Surgiendo entre la leve niebla de la mañana, se adivina el perfil de la sierra, esa sierra que siempre formó parte del horizonte cotidiano de mi infancia, y que después, cuando he estado lejos, he echado de menos tanto como el Acueducto, la Calle Real o la Plaza Mayor.

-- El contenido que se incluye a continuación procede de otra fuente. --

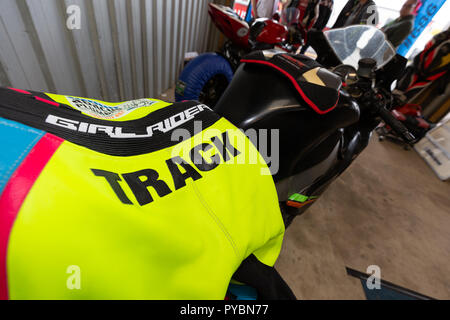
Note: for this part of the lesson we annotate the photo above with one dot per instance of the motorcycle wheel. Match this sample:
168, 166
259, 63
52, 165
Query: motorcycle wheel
204, 79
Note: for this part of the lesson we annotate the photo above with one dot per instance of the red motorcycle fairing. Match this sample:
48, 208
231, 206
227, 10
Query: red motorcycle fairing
318, 87
230, 24
272, 32
264, 30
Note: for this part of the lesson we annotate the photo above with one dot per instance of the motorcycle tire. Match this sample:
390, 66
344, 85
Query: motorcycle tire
204, 79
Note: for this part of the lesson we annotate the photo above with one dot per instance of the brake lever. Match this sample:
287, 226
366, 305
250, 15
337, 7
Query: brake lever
396, 125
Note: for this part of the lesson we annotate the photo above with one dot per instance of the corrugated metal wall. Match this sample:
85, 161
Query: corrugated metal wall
125, 49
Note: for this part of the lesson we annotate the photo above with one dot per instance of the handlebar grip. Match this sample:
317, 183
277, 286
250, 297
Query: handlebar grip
396, 125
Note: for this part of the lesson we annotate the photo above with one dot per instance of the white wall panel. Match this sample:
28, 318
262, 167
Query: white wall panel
125, 49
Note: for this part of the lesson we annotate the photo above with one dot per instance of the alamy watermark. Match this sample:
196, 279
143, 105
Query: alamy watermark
73, 21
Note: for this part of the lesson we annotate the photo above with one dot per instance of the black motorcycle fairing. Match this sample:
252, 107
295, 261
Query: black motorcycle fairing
260, 99
318, 87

Reconozco que esa figura de mujer yacente siempre ha ejercido sobre mí una gran fascinación, a la que contribuía la hermosa leyenda que mi padre me contaba sobre aquella joven que murió de amor cuando su enamorado partió a la guerra, se olvidó de su amada y no volvió nunca. La línea maternal de su vientre puede hacernos pensar que el olvidadizo guerrero, abandonó algo más que a su novia. Después he conocido otras historias donde se mezclaba la violencia y las rivalidades entre dos hermanos por la jefatura de una tribu, o una madre que intentaba mediar entre dos hermanos que se odiaban. Pero desde luego ninguna tenía la magia y el romanticismo de la que mi padre me narraba de niña. Me quedo con esa.
El tiempo ha transcurrido sobre todo, personas y paisajes, sin embargo cuando miro la Mujer Muerta siempre me da la imagen de lo permanente, de lo eterno, de esas cosas que están ahí de siempre, y que seguirán estando cuando yo solo sea un recuerdo, y me gusta mirarla como algo familiar y querido.
Las ramas florecidas del humilde arbolillo que, por la magia de la primavera se ha convertido en una pequeña joya, la sirven de marco, y sus nevadas cimas nos envían un airecillo fresco y limpio en estas mañanas del mes de Marzo.